In den USA gab es für den Trump-nahen Aktivisten Charlie Kirk eine große Trauerfeier.

AfD-Fraktionschef Martin Vincentz will an diesem Mittwoch, 24. September, auf der Wiese vor dem Landtag nach dem Vorbild der öffentlichen Debatten Kirks und unter dem Titel „Prove Me Wrong“ (Beweise mir das Gegenteil) mit Besuchern diskutieren. „Jeder, der möchte, kann unsere Argumente herausfordern, Fragen stellen und in eine offene Debatte einsteigen“, teilte die AfD mit.

Doch auch aus der SPD-Landtagsfraktion hieß es am Montag: „Da geht keiner von uns hin.“

Nicht der erste Versuch der Vereinahmung

Es ist nicht der erste Versuch der AfD, das Thema für sich zu vereinnahmen. So wollte sie in der Plenarsitzung des Landtags am Mittwoch, 17. September, eine Schweigeminute für Kirk. Dies lehnte Landtagspräsident André Kuper ab. Kuper hatte der Generalkonsulin der USA in NRW einen Brief geschrieben, in dem er seinem Mitgefühl und seiner Sorge um den innenpolitischen Konflikt nach dem Tod Kirks Ausdruck verleiht. „Aus diesem Grund und wie in vergleichbaren Fällen hat es keine Gedenkminute vor Eintritt in die Tagesordnung gegeben, auch weil es keinerlei Bezug zu Nordrhein-Westfalen gibt. Für den Landtag besteht die Verantwortung, eine politische Vereinnahmung eines Gedenkens zu verhindern“, teilte ein Sprecher des Landtags auf Anfrage unserer Zeitung mit.

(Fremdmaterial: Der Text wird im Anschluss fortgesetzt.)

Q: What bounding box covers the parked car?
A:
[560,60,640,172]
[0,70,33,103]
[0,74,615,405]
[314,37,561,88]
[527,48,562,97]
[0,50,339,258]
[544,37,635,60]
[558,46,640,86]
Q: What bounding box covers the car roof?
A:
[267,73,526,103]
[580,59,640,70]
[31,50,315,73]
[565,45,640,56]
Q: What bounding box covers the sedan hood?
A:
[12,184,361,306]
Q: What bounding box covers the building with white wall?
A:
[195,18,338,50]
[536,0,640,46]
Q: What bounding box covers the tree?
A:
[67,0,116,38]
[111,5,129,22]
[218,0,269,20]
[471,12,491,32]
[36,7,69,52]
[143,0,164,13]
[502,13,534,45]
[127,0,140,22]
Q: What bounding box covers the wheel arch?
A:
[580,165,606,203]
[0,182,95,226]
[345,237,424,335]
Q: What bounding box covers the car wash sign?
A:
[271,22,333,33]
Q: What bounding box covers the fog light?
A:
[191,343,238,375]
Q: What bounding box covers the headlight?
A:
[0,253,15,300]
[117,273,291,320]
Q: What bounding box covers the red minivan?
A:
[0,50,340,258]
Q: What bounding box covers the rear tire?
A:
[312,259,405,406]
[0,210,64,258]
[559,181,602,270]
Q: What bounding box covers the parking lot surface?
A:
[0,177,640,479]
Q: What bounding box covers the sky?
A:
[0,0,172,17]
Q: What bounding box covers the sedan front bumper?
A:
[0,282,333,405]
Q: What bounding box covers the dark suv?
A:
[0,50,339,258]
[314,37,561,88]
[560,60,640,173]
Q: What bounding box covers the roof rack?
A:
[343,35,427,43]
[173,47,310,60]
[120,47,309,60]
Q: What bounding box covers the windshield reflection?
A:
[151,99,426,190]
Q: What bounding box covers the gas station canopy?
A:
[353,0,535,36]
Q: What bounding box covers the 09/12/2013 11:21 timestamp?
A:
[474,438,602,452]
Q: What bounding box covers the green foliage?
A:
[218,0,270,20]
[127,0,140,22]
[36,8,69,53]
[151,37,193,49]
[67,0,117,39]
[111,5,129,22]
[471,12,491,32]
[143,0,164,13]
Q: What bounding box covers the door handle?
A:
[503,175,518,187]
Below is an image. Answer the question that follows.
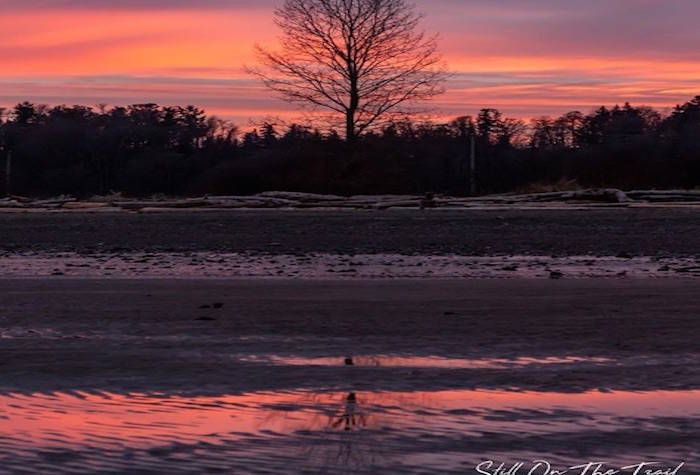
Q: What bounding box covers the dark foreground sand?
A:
[0,208,700,257]
[0,209,700,475]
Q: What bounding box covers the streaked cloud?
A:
[0,0,700,122]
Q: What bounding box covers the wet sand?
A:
[0,278,700,474]
[0,209,700,475]
[0,208,700,258]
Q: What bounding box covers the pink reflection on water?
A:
[0,390,700,450]
[239,355,612,369]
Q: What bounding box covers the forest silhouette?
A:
[0,96,700,197]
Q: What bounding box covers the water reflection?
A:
[237,355,612,369]
[0,391,700,473]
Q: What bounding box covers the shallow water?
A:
[0,390,700,474]
[0,252,700,279]
[238,355,612,369]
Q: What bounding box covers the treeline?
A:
[0,96,700,196]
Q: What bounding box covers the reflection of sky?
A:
[0,0,700,123]
[0,391,700,475]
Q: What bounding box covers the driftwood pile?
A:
[0,189,700,212]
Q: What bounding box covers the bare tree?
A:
[251,0,447,141]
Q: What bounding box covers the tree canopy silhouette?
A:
[251,0,446,141]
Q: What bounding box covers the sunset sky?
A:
[0,0,700,125]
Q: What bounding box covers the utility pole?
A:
[5,150,12,196]
[469,132,477,195]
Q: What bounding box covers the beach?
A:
[0,210,700,474]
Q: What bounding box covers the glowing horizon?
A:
[0,0,700,125]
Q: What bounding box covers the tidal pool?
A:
[0,390,700,474]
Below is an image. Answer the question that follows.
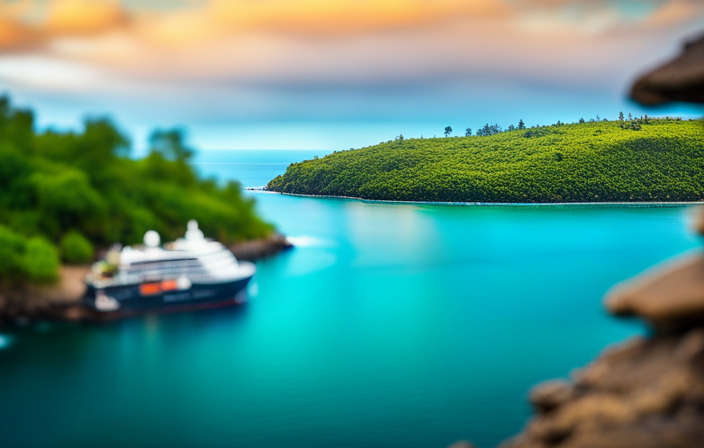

Erst kürzlich hatte die AfD-Fraktion im NRW-Landtag einen „Freiwilligen Landdienst“ gefordert und dafür scharfe Kritik geerntet. Die Fraktionen von CDU, Grünen, SPD und FDP lehnten den Antrag geschlossen ab und verwiesen auf die Parallelen zum „Landjahr“ der Nationalsozialisten.